I actually booked this exact same routing a few weeks ago for a trip next year (first class JFK to NRT, and economy to Hawaii). I do have one question though, as it’s the first time I’m booking one of these throw away tickets: should I contact ANA after I’ve flown my first segment to cancel (and maybe get the miles back minus the 3000 miles penalty) or should I just do nothing and not check in on my flight to Hawaii?


Are ANA members gaining more availability that was not there previously, or are other Star Alliance members losing availability that was there before?


Based on my recent searches for F space since July what I noticed at first was an extra ANA only F seat available, showing on EF but not *A partners. But now, I am seeing blocking going on to some *A partners where there is less *A inventory for some partners, the ones I checked that seem to have blocking are UA and AC. I suspect this blocking is being done by ANA and not the partners but who knows? Blocking inventory to partners will mean more space for ANA members only.

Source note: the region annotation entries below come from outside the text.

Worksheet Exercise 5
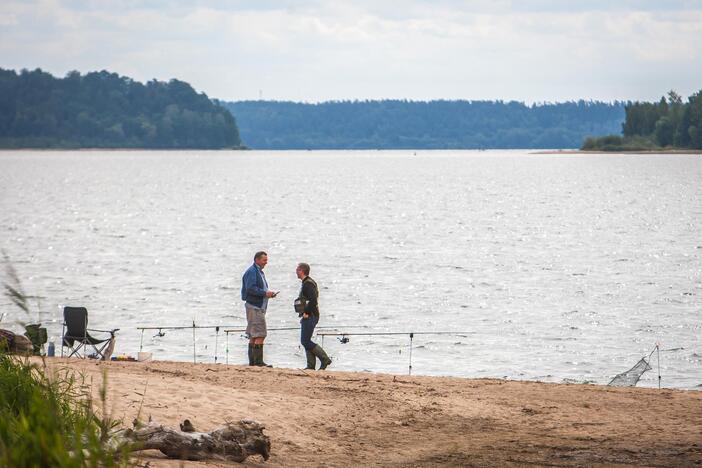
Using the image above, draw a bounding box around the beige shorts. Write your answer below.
[244,302,268,338]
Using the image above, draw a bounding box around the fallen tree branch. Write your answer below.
[112,419,271,462]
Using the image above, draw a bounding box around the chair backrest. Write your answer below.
[63,307,88,338]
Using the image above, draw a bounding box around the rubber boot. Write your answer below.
[254,345,273,367]
[312,345,331,370]
[305,349,317,370]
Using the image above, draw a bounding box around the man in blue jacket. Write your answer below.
[241,251,278,367]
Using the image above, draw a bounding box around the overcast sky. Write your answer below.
[0,0,702,103]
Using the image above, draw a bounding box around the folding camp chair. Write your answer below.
[61,307,119,361]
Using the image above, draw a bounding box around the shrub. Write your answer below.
[0,351,128,467]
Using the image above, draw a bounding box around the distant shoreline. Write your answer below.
[529,149,702,154]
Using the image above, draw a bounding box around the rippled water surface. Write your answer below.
[0,151,702,389]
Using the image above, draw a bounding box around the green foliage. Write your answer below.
[0,69,241,149]
[580,135,659,151]
[226,100,624,149]
[0,351,128,467]
[592,91,702,151]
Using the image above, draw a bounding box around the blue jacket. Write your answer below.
[241,263,268,307]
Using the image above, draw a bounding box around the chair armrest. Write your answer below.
[86,328,119,335]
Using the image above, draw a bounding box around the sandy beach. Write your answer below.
[34,358,702,467]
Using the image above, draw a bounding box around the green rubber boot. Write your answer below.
[253,345,273,367]
[305,349,317,370]
[312,345,331,370]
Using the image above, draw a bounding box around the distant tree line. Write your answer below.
[0,69,241,148]
[225,100,624,149]
[582,91,702,151]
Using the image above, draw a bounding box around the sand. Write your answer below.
[41,358,702,467]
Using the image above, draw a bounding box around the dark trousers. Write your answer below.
[300,314,319,351]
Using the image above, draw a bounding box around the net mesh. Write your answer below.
[607,358,652,387]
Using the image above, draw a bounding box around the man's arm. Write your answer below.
[302,282,317,314]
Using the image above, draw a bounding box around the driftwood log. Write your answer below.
[116,419,271,462]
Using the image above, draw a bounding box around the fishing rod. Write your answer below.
[317,331,472,375]
[224,325,380,364]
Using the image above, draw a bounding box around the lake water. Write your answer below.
[0,151,702,389]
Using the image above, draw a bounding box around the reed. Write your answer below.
[0,351,129,467]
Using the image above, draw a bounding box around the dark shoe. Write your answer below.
[305,349,317,370]
[312,345,331,370]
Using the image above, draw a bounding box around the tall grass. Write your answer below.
[0,351,128,467]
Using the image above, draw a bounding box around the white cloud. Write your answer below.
[0,0,702,101]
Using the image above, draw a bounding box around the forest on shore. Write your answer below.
[581,90,702,151]
[224,100,625,149]
[0,68,241,149]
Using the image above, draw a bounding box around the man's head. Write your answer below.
[254,250,268,270]
[295,263,310,279]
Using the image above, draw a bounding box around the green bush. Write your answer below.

It seams that if the itinerary you’re looking for involves a non-ANA flight, it won’t show up on ANA’s site. I was trying KOA-MNL and there’s nothing, but HNL-MNL have plenty, but they’re all waitlisted.


I noticed this new NH only award space for F come in around August. Previously NH opened a max of 2F seats at schedule open. In early August I noticed dates I was tracking show 2F bookable through *A partners plus a new 1F NH only F seat showed up on dates I was checking.

Now all F seats seem blocked to UA and AC. (Shhh…there is one *A partner that can still see the old up to 2F allotment on days when those were released but there appears to be 1F held for booking by NH only so it looks like I could book 2F through at least one *A partner that is not blocked (yet) plus 1F through NH because now EF shows some days with 3F available total).

Good tip about the low cost return. I was not aware of that.


So how do you suggest searching for award space when redeeming 110k/120k Virgin Atlantic miles for first class roundtrip from the USA to Japan? Will Virgin Atlantic only see award space availability similar to United?


Thanks for taking the time to write this up; definitely concur.

I was trying to book a J ticket from the West Coast (SFO-based, but will take what I could get) to SIN via Tokyo last month and noticed the same thing. It wasn’t my preference to book via ANA due to lag in transfer time from SPG and Amex but decided that it was worth taking the risk when I noticed that ANA restricted it’s more favorable flights to its own members. In fact, most of the NH TYO-SIN tickets were not showing up to partners, including SQ.


Hi Greg,
When looking for an NH award using Expertflyer, does it only show what is available directly on NH frequent fliers. Specifically, if I have an Expertflyer NH award alert set up and it shows availability, it’s possible I won’t see it through


It’s nothing special for many airlines.